Percentage difference between modeled and observed mole fractions (model/data) for CH₃CCl₃, NOAA CH₄, and INSTAAR ${\delta }^{13}$C-CH₄ for (A) the AGAGE CH₃CCl₃ inversion and (B) the NOAA CH₃CCl₃ inversion. Gray shading indicates the diagonal elements of the model representation uncertainty covariance matrix (1 sigma). Blue lines show the median northern hemisphere (NH) mole fraction, and green lines show the southern hemisphere (SH) mole fraction. The blue and green shading shows the 1-sigma uncertainty in the a posteriori mole fractions. A seasonal cycle is apparent in the CH₄ and ${\delta }^{13}$C-CH₄ residual. This finding is because we have assumed that CH₄ emissions have no seasonal cycle, which is a clear oversimplification but one that we do not expect to have any impact on our results concerning quantities derived on timescales of at least 1 y. The figure also shows a (nonstatistically significant) trend in the CH₃CCl₃ residual, which is not inconsistent with the observations, because we have included off-diagonal terms in our representation uncertainty covariance that allow for multiyear trends of the order of a few percent. Therefore, the a posteriori uncertainties in OH and other quantities will be consistent with potential drifts in the atmospheric CH₃CCl₃ data, such as those shown in the figure. Fig. S4 shows the outcome of an inversion performed with this correlation-length scale set to zero and that it has little major impact on the median solution. In this solution, the “drift” between the observations and the posterior model is negligible.

Fig. S4.

Outcome of inversion using CH₃CCl₃ data alone from either the AGAGE network (blue) or NOAA network (red). Upper shows the derived OH concentration, and Lower shows the derived CH₃CCl₃ emissions.
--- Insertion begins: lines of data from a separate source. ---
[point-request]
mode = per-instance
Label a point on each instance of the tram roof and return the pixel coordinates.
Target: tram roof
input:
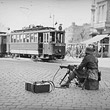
(39, 29)
(34, 29)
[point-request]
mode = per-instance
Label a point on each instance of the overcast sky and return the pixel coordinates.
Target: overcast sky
(19, 13)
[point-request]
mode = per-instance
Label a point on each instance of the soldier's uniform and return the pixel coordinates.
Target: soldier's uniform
(87, 71)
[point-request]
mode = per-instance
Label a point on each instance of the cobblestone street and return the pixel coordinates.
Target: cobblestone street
(13, 96)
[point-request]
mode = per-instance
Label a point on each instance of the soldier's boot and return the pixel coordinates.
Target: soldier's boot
(66, 84)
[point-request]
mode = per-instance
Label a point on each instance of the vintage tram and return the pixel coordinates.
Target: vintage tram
(37, 42)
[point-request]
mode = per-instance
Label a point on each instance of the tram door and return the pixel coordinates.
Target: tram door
(2, 45)
(40, 43)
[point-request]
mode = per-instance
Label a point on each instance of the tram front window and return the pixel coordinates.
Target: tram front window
(52, 36)
(59, 38)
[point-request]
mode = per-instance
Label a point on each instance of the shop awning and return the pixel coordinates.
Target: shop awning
(94, 39)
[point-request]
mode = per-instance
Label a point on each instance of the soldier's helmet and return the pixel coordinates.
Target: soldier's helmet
(89, 50)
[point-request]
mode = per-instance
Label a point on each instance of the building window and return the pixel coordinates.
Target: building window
(101, 13)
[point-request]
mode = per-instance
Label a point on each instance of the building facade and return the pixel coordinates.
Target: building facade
(100, 24)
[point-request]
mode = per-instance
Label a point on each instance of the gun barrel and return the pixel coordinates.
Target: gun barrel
(63, 67)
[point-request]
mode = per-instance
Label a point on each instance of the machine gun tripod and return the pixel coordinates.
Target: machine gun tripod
(70, 68)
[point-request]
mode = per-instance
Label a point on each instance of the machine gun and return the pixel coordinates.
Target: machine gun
(70, 68)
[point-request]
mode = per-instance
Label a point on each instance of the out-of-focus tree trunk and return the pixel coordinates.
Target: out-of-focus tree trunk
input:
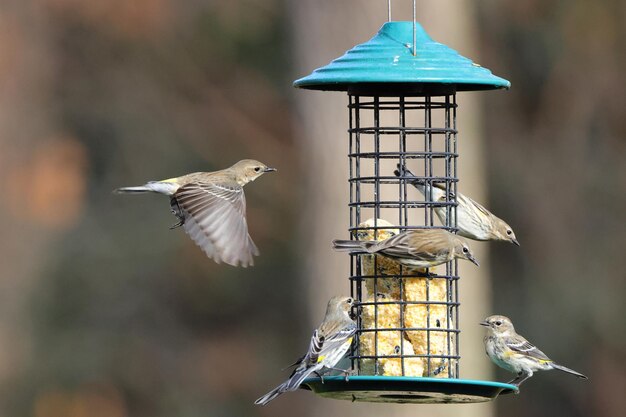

Shading indicates the $16\mathrm{t}\mathrm{h}$ and $84\mathrm{t}\mathrm{h}$ percentile range, and the solid lines show the medians. The black lines show the AGAGE-only inversion with an assumed zero temporal correlation-length scale in the model mismatch uncertainty, which removes the long-term drift in the model data residual (Fig. S3). Inset shows CH₃CCl₃ emissions from 2000 to 2014.

Fig. S5.

Correlation matrices for three annually derived quantities: (A) OH concentrations, (B) CH₄ emissions, and (C) ¹³C/¹²C source ratios. The figure shows relatively small autocorrelation for OH and CH₄ but significant off-diagonal elements for the source signature, indicating that estimates of the source signature in any 1 y are significantly correlated with surrounding years.

Fig. S6.

Simulation of the change in global ${\delta }^{13}$C-CH₄ relative to 2006 based on varying OH concentrations from the AGAGE and NOAA inversions (blue and red, respectively), with total CH₄ emissions and its source ¹³C/¹²C ratio held fixed and varying CH₄ emissions from the “constant OH” inversion with the source ¹³C/¹²C ratio held constant (dashed line). The black points indicate the observed global mean ${\delta }^{13}$C-CH₄. Each of these signals is a transient response in the model. Over timescales on the order of decades, ${\delta }^{13}$C-CH₄ returns to the values before any perturbations in either the OH concentration or the bulk emissions [similar behavior and response timescales were noted previously (29, 61)].

Fig. S7.

Constant emission simulation of northern hemisphere (NH) and southern hemisphere (SH) ethane (blue and green, respectively) based on OH concentrations from the AGAGE CH₃CCl₃ simulation (blue). The gray data points are previously published deseasonalized column-averaged observations from Zugspitze (45° N, 11° E) and Lauder (45° S, 170° E) (5).